I always figured he got the idea from Ian Brown, the frontman of the seminal Manchester band The Stone Roses, who often sported a pair of jingle sticks, but I've got no evidence to back up my claims.
Liam, front and center, used the tambourine like an orchestra conductor's baton. To great effect.
8. They wrote an anthem-of-anthems.
"Don't Look Back in Anger" is their most beloved song and has become something of an anthem for Manchester. Interestingly, it also marks a break in the band's extremely complicated fraternal dynamic, as it was the point at which Noel starting singing, too.
The song was released in 1996 on Oasis' monumental "(What's the Story) Morning Glory" album, and over the course of several decades, it's jousted with "Wonderwall" and "Champagne Supernova" (both of which appeared on the same LP) for dominance in the group's catalog.
It's just one of THOSE songs.
9. New generations are completely fascinated by their act.
With a few exceptions, the idea of being in a gigantic rock band isn't an ambition that the majority of young musicians angle for these days. That's understandable, given that the last thing most labels want to do is send five youths and all their gear on tour for a year or more.
Oasis remains the Last Big Band, and there might not ever be another one. As I learned at a recent Fender guitar panel on the future of music, we now live in the era of the streamed playlist. Oasis certainly wound up on plenty of pre-streaming playlists, but the band's impact would have been impossible without the album format and widespread radio play.
Zep's legend was bases on their gigantic records, bootlegs of their live shows, and the fact that they were the first true mega-group. Oasis upped that by being the big band of the late television age, before the internet changed everything. The sheer scale of what they hoped to achieve — and actually did achieve — makes them a source of endless fascination.

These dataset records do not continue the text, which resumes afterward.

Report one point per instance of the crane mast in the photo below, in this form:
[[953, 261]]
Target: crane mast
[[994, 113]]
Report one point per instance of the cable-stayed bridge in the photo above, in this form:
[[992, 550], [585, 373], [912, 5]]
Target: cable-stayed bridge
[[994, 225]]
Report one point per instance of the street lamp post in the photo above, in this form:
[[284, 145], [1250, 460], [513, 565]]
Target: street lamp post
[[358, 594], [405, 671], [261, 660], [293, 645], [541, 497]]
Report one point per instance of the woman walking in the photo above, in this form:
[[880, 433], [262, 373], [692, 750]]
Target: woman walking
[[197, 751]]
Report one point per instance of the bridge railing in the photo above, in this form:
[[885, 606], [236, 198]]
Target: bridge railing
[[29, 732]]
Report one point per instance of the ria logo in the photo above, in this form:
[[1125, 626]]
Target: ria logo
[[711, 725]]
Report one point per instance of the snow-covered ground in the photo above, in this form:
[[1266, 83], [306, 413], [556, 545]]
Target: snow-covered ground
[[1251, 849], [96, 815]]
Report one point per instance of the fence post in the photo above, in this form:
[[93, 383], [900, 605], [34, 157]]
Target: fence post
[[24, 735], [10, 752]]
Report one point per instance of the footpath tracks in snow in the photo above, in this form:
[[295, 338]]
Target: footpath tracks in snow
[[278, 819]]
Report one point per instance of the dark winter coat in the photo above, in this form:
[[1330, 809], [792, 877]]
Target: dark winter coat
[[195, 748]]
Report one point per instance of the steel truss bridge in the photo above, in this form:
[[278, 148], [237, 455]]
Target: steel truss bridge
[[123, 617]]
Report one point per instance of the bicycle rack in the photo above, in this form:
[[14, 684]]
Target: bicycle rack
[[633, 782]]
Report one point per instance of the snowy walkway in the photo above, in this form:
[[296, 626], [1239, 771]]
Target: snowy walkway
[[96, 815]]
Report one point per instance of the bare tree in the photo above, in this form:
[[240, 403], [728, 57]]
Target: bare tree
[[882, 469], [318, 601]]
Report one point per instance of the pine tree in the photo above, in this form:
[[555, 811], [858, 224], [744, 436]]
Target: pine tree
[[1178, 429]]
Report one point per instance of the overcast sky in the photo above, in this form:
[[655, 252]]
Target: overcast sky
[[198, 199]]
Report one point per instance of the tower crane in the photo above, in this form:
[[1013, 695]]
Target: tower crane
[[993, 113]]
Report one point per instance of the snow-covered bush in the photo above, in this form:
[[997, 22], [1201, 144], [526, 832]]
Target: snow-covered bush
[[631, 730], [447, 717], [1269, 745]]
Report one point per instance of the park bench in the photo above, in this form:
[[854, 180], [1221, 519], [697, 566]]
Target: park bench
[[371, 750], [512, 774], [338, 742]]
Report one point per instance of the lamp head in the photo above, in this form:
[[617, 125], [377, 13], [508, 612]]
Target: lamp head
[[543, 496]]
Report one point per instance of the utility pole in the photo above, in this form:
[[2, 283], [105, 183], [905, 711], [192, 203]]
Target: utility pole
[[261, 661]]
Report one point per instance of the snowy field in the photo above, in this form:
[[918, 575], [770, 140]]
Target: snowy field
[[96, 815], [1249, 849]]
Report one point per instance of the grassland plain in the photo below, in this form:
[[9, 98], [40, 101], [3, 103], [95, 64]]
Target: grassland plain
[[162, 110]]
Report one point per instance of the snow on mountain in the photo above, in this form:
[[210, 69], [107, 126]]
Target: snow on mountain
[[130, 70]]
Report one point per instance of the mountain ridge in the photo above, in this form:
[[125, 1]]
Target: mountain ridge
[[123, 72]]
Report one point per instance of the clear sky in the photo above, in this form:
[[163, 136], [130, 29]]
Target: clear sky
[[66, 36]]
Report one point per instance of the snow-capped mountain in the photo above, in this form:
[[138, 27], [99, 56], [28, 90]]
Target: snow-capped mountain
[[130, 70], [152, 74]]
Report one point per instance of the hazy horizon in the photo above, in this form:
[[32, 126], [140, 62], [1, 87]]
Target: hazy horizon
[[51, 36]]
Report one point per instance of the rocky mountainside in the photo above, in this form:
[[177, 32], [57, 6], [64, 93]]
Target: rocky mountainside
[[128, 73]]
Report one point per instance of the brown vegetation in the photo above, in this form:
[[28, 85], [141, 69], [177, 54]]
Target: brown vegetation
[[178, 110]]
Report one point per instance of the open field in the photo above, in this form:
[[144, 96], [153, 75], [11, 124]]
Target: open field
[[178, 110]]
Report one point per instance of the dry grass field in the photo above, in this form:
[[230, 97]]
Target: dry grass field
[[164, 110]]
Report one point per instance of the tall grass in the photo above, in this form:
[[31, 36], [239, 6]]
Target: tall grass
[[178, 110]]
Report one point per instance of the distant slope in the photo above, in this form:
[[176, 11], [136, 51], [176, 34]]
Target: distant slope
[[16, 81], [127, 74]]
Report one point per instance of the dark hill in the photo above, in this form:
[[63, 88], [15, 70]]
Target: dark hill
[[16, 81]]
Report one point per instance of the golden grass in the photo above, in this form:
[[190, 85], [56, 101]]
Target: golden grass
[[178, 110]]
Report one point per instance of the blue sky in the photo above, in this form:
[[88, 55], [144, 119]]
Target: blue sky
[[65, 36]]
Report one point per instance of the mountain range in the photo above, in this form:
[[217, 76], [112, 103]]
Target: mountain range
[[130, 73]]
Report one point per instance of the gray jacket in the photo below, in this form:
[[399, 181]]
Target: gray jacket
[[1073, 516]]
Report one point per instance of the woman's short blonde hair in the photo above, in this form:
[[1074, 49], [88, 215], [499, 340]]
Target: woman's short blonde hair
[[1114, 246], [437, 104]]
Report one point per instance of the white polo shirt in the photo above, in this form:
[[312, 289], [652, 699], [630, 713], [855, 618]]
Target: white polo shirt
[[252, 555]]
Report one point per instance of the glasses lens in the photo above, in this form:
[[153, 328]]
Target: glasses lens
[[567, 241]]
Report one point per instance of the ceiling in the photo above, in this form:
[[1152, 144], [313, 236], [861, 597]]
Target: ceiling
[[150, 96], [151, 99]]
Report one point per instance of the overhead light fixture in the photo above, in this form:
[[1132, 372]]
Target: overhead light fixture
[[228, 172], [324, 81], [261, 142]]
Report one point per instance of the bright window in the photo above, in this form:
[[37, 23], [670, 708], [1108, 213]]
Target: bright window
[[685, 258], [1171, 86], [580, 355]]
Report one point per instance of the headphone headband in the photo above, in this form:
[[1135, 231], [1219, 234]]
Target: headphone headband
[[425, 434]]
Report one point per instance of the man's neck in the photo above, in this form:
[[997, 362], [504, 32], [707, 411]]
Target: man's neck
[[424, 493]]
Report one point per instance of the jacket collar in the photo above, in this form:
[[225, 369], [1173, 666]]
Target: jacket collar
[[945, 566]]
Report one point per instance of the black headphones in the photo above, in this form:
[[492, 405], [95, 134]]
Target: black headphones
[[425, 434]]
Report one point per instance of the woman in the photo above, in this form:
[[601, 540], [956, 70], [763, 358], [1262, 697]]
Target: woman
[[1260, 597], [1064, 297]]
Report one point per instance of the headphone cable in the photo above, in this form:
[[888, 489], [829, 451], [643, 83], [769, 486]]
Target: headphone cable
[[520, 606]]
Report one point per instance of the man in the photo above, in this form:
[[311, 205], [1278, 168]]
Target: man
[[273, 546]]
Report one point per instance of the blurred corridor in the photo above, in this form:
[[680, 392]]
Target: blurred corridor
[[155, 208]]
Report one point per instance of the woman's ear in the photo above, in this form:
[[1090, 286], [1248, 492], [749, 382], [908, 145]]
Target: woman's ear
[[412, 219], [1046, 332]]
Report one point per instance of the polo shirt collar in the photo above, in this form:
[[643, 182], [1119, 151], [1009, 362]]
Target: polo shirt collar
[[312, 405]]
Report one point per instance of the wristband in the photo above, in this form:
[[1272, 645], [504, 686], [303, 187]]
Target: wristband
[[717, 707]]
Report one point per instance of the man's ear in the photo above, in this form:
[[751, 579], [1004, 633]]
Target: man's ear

10. They looked cool as f--k.
And they actually look cooler as f--k now that they've aged and taken on some chic elderly edge. To both Noel and Liam's credit, they're also stuck with their style over the decades.
It wasn't just the Gallagher Bros. Bonehead and Guigsy also looked cool, in their way, and the band's late-career art direction was typically superb.
And yes, you could argue that the lineup changes and intra-band feuds mean that Oasis can't match Zep and its unchanging decade-long lineup. You could also argue that the Zep-Oasis succession is pointless, because Zep was always huge in the US while Oasis was huge in the UK.
But then again, Zep also tended to look pretty cool — Who can forget Jimmy Page's black dragon suit? Where Oasis really nails this one is in looking cool ALL THE TIME. Even now at age 45, Liam is never spotted out of character.